At some point, it finally dawned on me to think about my training with Reggie Ray’s materials, and to ask myself what this experience is here to teach me. The answer was immediately obvious: this was a lesson in trusting my body and how difficult it is to actually practice. My panicked search for a “fix” is what happened when being in the territory of my body – which was quite uncomfortable and unfamiliar – became too challenging. I escaped into the “map” – into my thoughts about the symptoms, into my beliefs about the body and so on. The map was also uncomfortable (who here would voluntarily choose to be panicked?), but it gave me a sense of control and thus a hope for safety. There was a goal to be accomplished, to get myself back to a state I recognize. My fever was nowhere near any danger zones that I’m well aware of, and yet I felt very uneasy with the experience of letting things run their course.

I didn’t count on this experience to be so illuminating, but it was. I know I’m not alone in this, even though each person’s individual manifestations of not trusting their bodies are different from mine. It also feels like a very basic kind of experience, kind of like a “trust fall”, but encompasses in itself an enormously important lesson with very deep implications.

Given my personal work, my psychoanalytic training, and my study of this area of somatic awareness, I’ve discovered that most of us are disembodied and afraid to trust the cues and experiences of our bodies. For example, wherever you are right now, can you conscioulsy, and without moving your feet, feel your middle toe? It’s harder than it seems! And this is only one example of the many small disembodiments that we all live with, most of the time. As I noted above, a big part of it is cultural. Aboriginal and native people have and had a very different approach to life, paying close attention to the earth, the nature kingdom, and their own bodies. With the advent of our modern culture, we have disconnected from these truly vital sources of information and nourishment, and have grown to prefer the map (our intellectual understanding or image of how things are) to the territory, the raw experience. Our bodies have become slaves to our minds.

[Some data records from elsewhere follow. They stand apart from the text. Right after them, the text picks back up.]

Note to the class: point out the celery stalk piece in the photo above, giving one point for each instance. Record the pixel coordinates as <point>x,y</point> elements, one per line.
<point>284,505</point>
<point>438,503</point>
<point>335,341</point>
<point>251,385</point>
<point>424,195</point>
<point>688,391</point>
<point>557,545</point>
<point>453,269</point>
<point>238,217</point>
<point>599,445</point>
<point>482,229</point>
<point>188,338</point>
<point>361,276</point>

Let me move from this dark state to say that it is indeed very possible to reconnect to our bodies and to these other more subtle but vastly more powerful sources of energy and nourishment than our limited, cramped minds could ever be. To me, the work of analysis coupled with meditation, both of which bring in bodily awareness, helps one to recognize all the ways you might have dissociated from your body and why. This is the very process of making the unconscious conscious, which must necessarily include the work of learning to trust your body to deeper and deeper degrees. In other words, this is how you can begin to truly own your body and discover the deepest truth of who you are.